There are various forms of gambling ranging from the low risk, low return to high risk, high return. Millions turn to the lotto or the roulette wheel in search of that fortune, which many others would see as ‘throwing your money away’. But such opinions might be suspect when you consider how many people seem to favour investing in the stock exchange when the market is high, and selling their shares when the market is low. People seem to adopt the same losing strategy in property too: they buy into a rising market, usually from an over-borrowed position; then go for a distressed sell when interest rates are high and values are depressed.
The slot machine player and equity dabbler do have a number of things in common: they try to acquire money without earning it (by hard graft) and they can lose money in the process.
South Africa, and most of the world for that matter, has from the beginning of 2003 until sometime during 2007 experienced a massive boom. Equity markets surged, and many people and institutions took advantage of this rosy period by leveraging up their investments. Not only were the markets surging in general, but most sectors were firing on all cylinders.
As is the case with most things in life, there’s no such thing as a free lunch, notes Seed Investments, and market downturns result in your leveraged assets losing value in double quick time. This has been aggravated by the global ‘subprime crisis’ and ‘credit crunch’ which has caused the financial and property sectors in particular to splutter and spurt. In trying to assist these struggling sectors Ben Bernanke, the US Federal Reserve Chairman, dropped rates which helped crank up commodities prices.

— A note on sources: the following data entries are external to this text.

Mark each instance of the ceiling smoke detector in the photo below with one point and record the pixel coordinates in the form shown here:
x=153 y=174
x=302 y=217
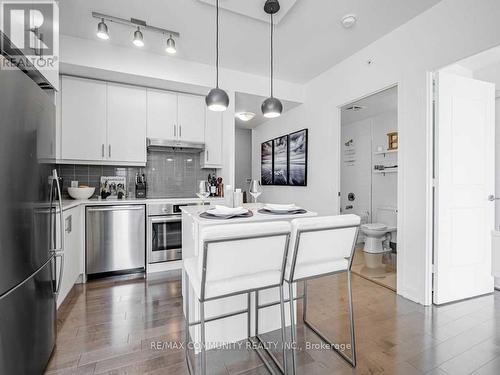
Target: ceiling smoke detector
x=355 y=108
x=349 y=20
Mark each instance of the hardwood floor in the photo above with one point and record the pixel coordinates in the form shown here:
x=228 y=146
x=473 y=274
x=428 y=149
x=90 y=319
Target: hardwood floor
x=385 y=276
x=117 y=326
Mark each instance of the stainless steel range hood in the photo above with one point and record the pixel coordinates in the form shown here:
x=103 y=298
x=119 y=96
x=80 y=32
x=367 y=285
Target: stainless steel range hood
x=159 y=144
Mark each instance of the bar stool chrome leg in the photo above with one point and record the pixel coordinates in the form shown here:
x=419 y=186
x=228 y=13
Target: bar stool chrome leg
x=351 y=360
x=292 y=328
x=188 y=336
x=281 y=303
x=203 y=344
x=283 y=333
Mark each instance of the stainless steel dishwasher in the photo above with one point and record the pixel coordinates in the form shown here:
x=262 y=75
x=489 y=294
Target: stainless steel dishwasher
x=115 y=238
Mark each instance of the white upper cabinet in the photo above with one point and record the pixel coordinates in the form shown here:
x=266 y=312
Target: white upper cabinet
x=191 y=118
x=108 y=123
x=83 y=119
x=212 y=156
x=126 y=124
x=162 y=115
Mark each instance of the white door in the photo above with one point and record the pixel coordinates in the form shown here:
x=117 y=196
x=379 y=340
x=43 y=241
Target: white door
x=126 y=124
x=83 y=119
x=465 y=178
x=212 y=157
x=191 y=115
x=162 y=115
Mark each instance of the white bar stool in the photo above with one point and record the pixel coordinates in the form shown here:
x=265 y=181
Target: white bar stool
x=321 y=246
x=237 y=259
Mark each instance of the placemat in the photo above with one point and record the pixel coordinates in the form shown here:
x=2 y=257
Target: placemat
x=294 y=212
x=206 y=215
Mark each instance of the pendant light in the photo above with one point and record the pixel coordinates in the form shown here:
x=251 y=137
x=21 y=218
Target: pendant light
x=102 y=30
x=138 y=38
x=171 y=46
x=272 y=107
x=217 y=99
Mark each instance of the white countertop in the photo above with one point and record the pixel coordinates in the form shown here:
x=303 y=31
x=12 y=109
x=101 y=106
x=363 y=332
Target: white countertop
x=195 y=211
x=71 y=203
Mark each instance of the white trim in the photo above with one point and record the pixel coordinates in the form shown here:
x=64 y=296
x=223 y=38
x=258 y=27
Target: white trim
x=429 y=187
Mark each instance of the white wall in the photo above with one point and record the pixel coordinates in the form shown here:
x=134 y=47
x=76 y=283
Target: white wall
x=446 y=33
x=243 y=158
x=356 y=168
x=101 y=60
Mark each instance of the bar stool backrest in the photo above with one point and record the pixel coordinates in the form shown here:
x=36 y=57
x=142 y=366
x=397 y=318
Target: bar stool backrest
x=321 y=245
x=238 y=250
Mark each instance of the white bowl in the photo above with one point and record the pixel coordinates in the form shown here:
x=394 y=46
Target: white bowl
x=81 y=193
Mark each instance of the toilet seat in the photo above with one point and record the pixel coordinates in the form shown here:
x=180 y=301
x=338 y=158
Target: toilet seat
x=374 y=226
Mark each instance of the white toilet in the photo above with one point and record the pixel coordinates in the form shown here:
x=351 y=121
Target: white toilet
x=376 y=233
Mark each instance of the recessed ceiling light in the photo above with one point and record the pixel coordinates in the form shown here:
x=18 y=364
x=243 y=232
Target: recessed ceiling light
x=245 y=116
x=349 y=20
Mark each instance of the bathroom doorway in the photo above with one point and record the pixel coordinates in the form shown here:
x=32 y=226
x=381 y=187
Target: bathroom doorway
x=369 y=182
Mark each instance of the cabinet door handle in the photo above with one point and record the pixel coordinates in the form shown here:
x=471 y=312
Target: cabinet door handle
x=69 y=224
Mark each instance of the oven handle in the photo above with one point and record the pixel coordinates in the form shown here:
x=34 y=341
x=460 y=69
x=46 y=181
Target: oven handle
x=165 y=219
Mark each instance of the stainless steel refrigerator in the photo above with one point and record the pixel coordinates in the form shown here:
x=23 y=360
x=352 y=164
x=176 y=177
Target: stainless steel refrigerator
x=31 y=259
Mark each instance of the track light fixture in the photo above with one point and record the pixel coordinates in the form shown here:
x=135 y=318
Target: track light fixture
x=272 y=107
x=139 y=25
x=102 y=30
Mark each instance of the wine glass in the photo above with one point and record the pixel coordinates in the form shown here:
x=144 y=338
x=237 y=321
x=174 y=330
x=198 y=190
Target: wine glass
x=255 y=189
x=203 y=191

While there isn’t much subprime in local banks, the global sell off has hit our banking shares hard. Sure, defaults on loans will be up as a result of rising inflation and interest rates, but the local industry doesn’t securitise its assets to the extent of its US counterparts. It has also been more conservative in its lending standards, although clearly not conservative enough.
The party ended well past midnight, and while some investors might still have some legs, most of them are beginning to nurse a hangover, and these are generally directly related to how excessive they partied the previous night.
It is precisely those who overindulged who end up missing out at the start of the next party, warns Mike Browne of Seed Investments, and sometimes miss out completely.
So, what is your state of mind? For those investors who stayed level headed there are some clear opportunities arising. Hopefully you exercised some restraint when the market ran.
In our cover feature, at the risk of being repetitive we provide advice for following the ‘middle road’ and also talk about things like preference shares, absolute return funds, the cost of guarantees, and offshore exposure. Should you prefer a single or multiple LISP? The ACI inflows rebounded for the latest quarter, and also in the news Dow Jones has launched an Africa Index. We also mention a couple of products, one from Marriott and an updated one from Momentum.
If we’ve got space we’ll finish with a talk on ‘Goal-based investing’ from Advantage Asset Management. But whatever your point of view at the end of all this, Cannon Asset Managers probably summarises the real message: a wise investor is a patient one.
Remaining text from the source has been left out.